For short listing functional importance in negatively selected amino acids, we employed a phylogenetic sequence based method profiling of DEAD box helicases. The alignment of selected DEAD box helicases was used to generate a residue wise conservation score using maximum likelihood approach (Jules-Thornton-Taylor matrix). The conservation score corresponds to evolutionary rate of that position.
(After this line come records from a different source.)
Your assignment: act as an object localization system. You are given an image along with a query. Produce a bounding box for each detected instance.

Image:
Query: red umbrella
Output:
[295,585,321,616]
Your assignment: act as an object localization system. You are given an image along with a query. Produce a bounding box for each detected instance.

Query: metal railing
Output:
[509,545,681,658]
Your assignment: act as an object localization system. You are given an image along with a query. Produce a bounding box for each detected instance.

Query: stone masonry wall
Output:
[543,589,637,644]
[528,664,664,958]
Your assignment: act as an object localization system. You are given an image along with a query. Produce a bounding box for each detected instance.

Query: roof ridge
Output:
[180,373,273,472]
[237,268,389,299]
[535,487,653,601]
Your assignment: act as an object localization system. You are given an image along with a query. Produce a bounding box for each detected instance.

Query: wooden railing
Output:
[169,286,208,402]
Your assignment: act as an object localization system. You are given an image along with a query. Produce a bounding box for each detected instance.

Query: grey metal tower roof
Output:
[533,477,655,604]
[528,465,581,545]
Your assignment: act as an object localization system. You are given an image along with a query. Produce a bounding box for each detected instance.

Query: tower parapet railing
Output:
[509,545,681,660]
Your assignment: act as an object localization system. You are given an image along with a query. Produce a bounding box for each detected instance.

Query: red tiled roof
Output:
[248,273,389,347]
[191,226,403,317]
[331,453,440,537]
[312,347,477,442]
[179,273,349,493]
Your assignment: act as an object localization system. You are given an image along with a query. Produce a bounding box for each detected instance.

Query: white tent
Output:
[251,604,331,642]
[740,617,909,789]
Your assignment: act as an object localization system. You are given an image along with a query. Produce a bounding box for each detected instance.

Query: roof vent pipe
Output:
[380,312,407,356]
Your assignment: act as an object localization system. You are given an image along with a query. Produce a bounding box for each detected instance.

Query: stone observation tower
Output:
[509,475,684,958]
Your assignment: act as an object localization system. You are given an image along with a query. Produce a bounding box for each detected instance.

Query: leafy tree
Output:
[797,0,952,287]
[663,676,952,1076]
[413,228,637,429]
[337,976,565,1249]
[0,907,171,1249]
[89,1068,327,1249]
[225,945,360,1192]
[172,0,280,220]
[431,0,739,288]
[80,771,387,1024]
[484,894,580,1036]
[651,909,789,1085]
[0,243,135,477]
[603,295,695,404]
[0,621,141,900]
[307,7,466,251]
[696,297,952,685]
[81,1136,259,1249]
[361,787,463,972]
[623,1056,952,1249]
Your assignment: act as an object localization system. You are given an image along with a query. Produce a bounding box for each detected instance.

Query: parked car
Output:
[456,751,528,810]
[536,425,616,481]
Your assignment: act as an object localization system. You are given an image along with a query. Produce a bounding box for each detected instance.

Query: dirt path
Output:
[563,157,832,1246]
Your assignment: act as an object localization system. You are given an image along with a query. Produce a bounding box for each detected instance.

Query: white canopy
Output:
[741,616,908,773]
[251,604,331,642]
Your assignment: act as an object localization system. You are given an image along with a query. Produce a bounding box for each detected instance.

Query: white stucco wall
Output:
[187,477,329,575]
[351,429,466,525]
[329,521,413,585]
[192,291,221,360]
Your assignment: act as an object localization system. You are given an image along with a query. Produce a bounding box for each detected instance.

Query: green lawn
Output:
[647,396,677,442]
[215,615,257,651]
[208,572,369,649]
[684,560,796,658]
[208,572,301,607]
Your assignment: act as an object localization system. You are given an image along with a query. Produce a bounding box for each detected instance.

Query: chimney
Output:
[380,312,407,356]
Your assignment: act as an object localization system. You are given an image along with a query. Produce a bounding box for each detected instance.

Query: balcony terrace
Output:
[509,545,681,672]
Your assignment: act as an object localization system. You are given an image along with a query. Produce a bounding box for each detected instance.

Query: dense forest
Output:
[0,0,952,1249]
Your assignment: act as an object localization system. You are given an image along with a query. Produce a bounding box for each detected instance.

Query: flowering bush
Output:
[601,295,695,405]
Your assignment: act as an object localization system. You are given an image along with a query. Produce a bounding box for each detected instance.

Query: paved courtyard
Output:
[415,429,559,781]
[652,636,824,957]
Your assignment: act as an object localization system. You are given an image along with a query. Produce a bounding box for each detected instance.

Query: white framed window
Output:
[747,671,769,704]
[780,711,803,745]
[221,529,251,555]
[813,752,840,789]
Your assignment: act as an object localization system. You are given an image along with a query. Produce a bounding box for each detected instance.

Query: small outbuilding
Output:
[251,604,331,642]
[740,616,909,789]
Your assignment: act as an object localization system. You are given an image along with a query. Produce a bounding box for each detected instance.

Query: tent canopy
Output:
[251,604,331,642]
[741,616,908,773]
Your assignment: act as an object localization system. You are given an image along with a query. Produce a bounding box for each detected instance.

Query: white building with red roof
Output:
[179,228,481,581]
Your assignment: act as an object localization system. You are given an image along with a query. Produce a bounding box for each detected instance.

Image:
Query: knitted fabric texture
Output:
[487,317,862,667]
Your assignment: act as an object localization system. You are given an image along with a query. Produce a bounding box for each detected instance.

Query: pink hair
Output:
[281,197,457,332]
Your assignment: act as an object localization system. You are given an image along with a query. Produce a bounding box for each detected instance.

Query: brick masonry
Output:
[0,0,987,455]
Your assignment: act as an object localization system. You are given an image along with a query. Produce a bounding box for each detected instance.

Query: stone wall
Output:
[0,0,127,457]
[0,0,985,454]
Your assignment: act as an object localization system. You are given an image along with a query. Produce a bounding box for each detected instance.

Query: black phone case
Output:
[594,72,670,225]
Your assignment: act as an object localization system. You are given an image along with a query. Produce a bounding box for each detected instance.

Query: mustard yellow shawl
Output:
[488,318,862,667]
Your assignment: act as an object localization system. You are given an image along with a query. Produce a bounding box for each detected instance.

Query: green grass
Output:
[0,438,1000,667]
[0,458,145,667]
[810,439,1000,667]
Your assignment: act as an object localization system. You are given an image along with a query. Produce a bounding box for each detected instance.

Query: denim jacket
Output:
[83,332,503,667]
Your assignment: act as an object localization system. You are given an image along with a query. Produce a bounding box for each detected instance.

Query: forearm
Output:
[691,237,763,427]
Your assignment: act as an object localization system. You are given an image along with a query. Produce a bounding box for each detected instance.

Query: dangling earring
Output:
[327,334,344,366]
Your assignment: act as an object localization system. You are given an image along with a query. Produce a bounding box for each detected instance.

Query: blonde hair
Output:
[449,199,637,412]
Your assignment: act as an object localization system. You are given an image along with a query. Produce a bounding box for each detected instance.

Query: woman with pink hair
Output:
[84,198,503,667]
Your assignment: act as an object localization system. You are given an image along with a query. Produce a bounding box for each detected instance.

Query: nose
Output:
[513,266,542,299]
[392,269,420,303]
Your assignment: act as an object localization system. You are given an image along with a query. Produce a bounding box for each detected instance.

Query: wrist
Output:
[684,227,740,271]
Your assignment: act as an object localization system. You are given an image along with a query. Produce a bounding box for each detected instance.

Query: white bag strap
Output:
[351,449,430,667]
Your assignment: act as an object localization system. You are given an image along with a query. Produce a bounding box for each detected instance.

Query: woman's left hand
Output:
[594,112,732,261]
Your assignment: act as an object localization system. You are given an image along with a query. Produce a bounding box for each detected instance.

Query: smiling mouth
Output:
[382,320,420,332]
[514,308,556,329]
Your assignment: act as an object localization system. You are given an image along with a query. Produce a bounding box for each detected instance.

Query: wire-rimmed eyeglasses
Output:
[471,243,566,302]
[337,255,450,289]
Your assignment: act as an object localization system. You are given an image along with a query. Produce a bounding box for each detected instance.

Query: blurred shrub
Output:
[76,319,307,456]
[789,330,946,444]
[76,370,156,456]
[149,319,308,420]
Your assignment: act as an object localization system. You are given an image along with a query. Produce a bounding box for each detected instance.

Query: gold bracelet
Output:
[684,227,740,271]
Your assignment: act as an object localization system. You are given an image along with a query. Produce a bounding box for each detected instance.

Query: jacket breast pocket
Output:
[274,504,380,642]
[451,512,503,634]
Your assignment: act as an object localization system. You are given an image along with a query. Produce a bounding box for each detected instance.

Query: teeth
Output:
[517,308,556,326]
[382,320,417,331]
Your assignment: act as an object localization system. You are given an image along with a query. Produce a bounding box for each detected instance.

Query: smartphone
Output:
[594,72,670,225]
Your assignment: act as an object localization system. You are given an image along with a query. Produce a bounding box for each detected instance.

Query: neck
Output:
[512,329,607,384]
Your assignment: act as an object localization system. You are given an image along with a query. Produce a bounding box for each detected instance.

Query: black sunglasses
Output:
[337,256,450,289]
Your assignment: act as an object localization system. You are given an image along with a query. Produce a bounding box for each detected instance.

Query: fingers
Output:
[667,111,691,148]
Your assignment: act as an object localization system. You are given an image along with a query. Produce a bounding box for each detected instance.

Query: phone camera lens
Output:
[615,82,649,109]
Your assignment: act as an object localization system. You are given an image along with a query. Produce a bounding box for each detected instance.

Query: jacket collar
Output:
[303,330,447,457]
Positions were colour coded according to these scores and are depicted in Figure 2B. Only those residues were selected as functional which show high conservation scores along with surface accessibility of greater than 30%. These functional residues identified by sequence based phylogenetic approach were further validated using an independent approach based on structure comparisons. Pair wise structural alignment between DDX3X and other members of DEAD box helicase family revealed that the Root Mean Square Deviations (RMSD) at the functional residue sites identified by sequence based approach, was least while the RMSD at the non functional sites was maximum (Figure 2C and 2D).
Role of Functional Residues in Generating Constraints at ATP Binding Site of DDX3X
ATP binding to DDX3X was utilized as a potential target where a block was shown to result in inhibition of HIV-1 Rev activity [41]. ATP analogs, which bind to ATP binding site of DDX3X, were shown to inhibit HIV-1 replication [42]. We thought that identification and analysis of critical functional residues at this site would aid in explaining the specificity of DDX3X- ATP binding site and designing of selective and efficient inhibitors that could result in inhibition of HIV-1 replication. So, we studied the constraints acting at this site of DDX3X with reference to functional residues and analyzed their selectivity towards DDX3X.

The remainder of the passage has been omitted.